Boris Cyrulnik « La mémoire traumatique »
Mercredi 1 novembre 2017
par Florence Lopes Cardozo
Publié dans Regards n°871 (1011)
Humain, limpide, Boris Cyrulnik explorera, ce mardi 21 novembre 2017 à 20h au CCLJ, la « mémoire traumatique », de ses souffrances emprisonnantes aux plus douces libérations.
Les sujets sont-ils généralement conscients de leur mémoire traumatisée ?
Oui, bien sûr, puisque le sujet est fasciné par son problème, par son traumatisme. Il est même hyper conscient. On dit que la mémoire est « intrusive », c’est-à-dire qu’il ne pense qu’à ça : tout ce qu’il perçoit de banal dans la journée évoque la mémoire de ce qui lui est arrivé. Et la nuit, ça lui revient sous forme de cauchemars. C’est-à-dire qu’il est prisonnier de sa conscience, de sa mémoire passée, il ne peut penser à autre chose, il ne peut pas penser à travailler, pas plus qu’à s’amuser.
Peut-on parler de transmission ?
Celui qui souffre de mémoire traumatique transmet son comportement étrange : il est prisonnier de son passé et n’est pas adapté aux relations avec ses amis, avec sa famille. On a du mal à se coordonner avec lui parce que, comme nous l’évoquions, il a perdu la liberté de penser. Il ne s’adapte plus à son contexte et cela instaure une difficulté relationnelle.
Par ailleurs, quelqu’un qui n’a pas été sur le terrain, et qui se représente le traumatisme d’une personne qu’il aime, peut très bien souffrir d’un traumatisme qu’il n’a pas subi.
Un exemple : des travaux ont été faits sur des jumeaux pendant la guerre du Vietnam. Il a été observé que lorsqu’un jumeau allait au combat, très souvent, le jumeau qui n’y avait pas été souffrait plus de traumatisme que celui qui l’avait vécu, il présentait l’équivalent d’une mémoire traumatique, ne pensant qu’à ça, prisonnier de ce qui s’était passé.
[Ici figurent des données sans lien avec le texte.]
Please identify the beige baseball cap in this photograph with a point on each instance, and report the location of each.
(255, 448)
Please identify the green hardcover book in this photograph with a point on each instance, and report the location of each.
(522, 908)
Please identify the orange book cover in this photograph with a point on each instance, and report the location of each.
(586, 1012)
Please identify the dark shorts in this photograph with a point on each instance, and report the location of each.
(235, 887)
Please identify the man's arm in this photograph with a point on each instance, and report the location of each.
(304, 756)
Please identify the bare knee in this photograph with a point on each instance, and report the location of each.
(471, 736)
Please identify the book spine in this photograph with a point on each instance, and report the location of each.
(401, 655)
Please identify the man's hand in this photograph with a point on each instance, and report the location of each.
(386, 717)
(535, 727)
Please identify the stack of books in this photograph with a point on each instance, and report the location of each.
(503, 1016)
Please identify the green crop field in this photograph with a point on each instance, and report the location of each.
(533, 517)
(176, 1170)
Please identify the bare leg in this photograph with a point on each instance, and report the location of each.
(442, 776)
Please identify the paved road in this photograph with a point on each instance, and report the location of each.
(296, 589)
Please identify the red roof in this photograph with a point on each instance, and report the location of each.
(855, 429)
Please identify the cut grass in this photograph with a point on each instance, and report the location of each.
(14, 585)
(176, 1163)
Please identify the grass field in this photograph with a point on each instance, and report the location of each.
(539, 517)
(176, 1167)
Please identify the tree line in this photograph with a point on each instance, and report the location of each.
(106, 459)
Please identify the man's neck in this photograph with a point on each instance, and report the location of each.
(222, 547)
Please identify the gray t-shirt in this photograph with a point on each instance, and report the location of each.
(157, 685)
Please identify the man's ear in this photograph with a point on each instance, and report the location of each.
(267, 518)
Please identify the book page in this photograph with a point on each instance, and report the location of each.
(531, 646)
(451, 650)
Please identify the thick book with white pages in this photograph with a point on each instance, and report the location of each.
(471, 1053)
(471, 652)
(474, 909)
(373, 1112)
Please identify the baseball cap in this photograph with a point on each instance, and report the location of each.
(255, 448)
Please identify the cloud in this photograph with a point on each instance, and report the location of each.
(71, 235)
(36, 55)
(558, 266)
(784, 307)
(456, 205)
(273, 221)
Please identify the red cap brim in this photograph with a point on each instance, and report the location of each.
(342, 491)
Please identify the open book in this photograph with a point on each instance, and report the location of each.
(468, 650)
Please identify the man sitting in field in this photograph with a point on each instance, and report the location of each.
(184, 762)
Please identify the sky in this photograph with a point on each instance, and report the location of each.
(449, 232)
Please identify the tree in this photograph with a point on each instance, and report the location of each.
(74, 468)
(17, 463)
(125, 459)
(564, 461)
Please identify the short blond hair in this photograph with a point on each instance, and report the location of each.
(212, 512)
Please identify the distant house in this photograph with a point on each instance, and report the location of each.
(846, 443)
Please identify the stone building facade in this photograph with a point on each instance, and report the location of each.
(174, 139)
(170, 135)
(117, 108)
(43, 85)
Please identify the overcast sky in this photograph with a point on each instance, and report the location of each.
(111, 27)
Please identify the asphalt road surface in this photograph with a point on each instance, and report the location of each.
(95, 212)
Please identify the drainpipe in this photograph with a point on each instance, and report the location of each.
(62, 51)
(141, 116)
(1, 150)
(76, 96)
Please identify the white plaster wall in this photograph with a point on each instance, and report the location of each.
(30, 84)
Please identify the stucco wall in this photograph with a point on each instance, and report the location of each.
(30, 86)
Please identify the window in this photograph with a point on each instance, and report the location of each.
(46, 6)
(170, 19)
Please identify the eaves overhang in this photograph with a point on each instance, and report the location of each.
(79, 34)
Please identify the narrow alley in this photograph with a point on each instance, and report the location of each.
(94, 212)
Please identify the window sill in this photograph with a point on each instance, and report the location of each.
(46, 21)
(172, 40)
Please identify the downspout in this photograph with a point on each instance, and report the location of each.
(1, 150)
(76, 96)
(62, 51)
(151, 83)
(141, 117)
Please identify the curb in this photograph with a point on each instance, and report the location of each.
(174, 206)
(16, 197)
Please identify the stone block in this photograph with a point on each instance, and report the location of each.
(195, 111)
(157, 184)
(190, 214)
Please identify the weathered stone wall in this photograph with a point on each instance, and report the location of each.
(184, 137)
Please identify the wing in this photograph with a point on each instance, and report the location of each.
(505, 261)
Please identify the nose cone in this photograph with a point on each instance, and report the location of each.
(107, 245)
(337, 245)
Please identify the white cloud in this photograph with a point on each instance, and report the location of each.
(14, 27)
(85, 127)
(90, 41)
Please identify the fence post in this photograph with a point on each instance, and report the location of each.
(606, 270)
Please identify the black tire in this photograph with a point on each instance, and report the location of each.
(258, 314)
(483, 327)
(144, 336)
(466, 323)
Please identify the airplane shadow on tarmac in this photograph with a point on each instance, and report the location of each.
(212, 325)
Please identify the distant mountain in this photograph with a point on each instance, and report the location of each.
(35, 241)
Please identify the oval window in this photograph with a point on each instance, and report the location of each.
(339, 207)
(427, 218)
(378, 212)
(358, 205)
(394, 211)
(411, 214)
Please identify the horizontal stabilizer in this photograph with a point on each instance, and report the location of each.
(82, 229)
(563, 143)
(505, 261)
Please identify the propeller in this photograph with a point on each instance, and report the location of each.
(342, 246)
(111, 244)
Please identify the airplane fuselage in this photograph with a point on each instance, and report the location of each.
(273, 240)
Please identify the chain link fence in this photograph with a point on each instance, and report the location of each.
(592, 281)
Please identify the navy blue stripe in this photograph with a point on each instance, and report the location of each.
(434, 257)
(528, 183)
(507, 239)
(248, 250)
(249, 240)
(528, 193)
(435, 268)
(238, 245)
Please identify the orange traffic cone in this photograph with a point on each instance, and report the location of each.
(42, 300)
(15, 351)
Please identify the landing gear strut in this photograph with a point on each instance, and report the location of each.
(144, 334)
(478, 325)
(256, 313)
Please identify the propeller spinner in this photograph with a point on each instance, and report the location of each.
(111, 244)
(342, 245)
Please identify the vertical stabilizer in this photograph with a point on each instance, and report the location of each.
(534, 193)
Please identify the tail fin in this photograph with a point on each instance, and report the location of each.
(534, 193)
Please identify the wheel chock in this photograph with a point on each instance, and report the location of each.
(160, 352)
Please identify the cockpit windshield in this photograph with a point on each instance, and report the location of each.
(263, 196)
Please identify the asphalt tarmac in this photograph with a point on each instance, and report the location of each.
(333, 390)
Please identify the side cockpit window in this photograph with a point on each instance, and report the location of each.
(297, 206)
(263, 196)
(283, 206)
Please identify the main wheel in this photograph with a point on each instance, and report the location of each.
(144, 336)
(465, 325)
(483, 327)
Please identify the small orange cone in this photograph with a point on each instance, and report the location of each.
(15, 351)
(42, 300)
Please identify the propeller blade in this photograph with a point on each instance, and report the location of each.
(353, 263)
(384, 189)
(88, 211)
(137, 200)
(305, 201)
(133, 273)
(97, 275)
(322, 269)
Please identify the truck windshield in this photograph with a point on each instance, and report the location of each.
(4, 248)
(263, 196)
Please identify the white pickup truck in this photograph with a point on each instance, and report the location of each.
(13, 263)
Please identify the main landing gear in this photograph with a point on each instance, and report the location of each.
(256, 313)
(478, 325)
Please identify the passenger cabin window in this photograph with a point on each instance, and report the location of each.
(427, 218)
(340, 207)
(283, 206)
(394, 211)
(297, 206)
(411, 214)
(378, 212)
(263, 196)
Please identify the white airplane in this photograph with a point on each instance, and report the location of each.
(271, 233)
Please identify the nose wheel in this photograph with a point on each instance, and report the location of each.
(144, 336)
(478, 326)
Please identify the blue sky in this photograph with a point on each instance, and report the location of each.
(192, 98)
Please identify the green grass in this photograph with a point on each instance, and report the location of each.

La mémoire traumatique présente-t-elle les mêmes symptômes selon que le trauma se passe dans l’enfance ou à l’âge adulte ?
L’enfance, c’est le moment de l’hyper mémoire. Il peut y avoir des traumatismes sans mémoire ou des mémoires sans souvenirs. Prenons le pire des traumatismes, celui qui délabre le plus : la carence affective, la carence sensorielle où les neurones ne sont plus stimulés et finissent par s’atrophier. L’enfant n’a pas conscience du traumatisme, mais il a de grosses altérations de la mémoire et des émotions. Beaucoup d’entre eux deviennent soit hyper violents, et on ne sait pas pourquoi, soit complètement indifférents, plus rien ne les fait vibrer. Il s’agit alors d’une mémoire traumatique, sans souvenirs, du fait que le cerveau est très altéré par la privation sensorielle. Ce constat clinique, on peut le mesurer aujourd’hui en neuro-imagerie. Chez les adultes, par exemple des femmes agressées sexuellement ou des hommes qui ont connu des situations effrayantes, nombreux sont ceux qui présentent un cerveau éteint, sidéré. On l’observe aussi en neuro-imagerie : le cerveau est gris. Il a juste de quoi consommer un peu de glucose un peu partout et on ne voit plus les variations de couleurs que l’on voit d’habitude. Ces « coups » provoquent des sortes d’amnésies traumatiques, des trous de mémoire qui correspondent au traumatisme. Mais la plupart du temps, c’est le schéma que je vous ai proposé précédemment, de l’hyper-mémoire, qui prédomine.
Toute mémoire traumatique peut-elle devenir « saine » ?
Oui, c’est le principe de la résilience, c’est-à-dire que si avant le trauma, les gens ont été vulnérabilisés par un isolement précoce, ils seront faciles à traumatiser. Ceux qui ont été sécurisés au cours de leur petite enfance recevront eux le coup, mais seront plus difficiles à traumatiser. Et, en revanche, si après le trauma, les gens sont laissés seuls et livrés à eux-mêmes, ils auront très peu de chance de déclencher un processus de résilience. A l’inverse, s’ils sont soutenus affectivement et verbalement, et si l’on cherche à comprendre ce qu’il leur est arrivé, il y aura un processus de résilience et la mémoire traumatique pourra s’effacer. Ce qui ne veut pas dire qu’on va oublier le trauma. On va reprendre une mémoire saine, c’est-à-dire évolutive, et on va pouvoir se remettre à vivre, avec le trauma, dans le corps, dans le cerveau et dans la mémoire et, le cas échéant, faire quelque chose de ce trauma, comme, par exemple, écrire, parler, échanger ou s’engager dans une association.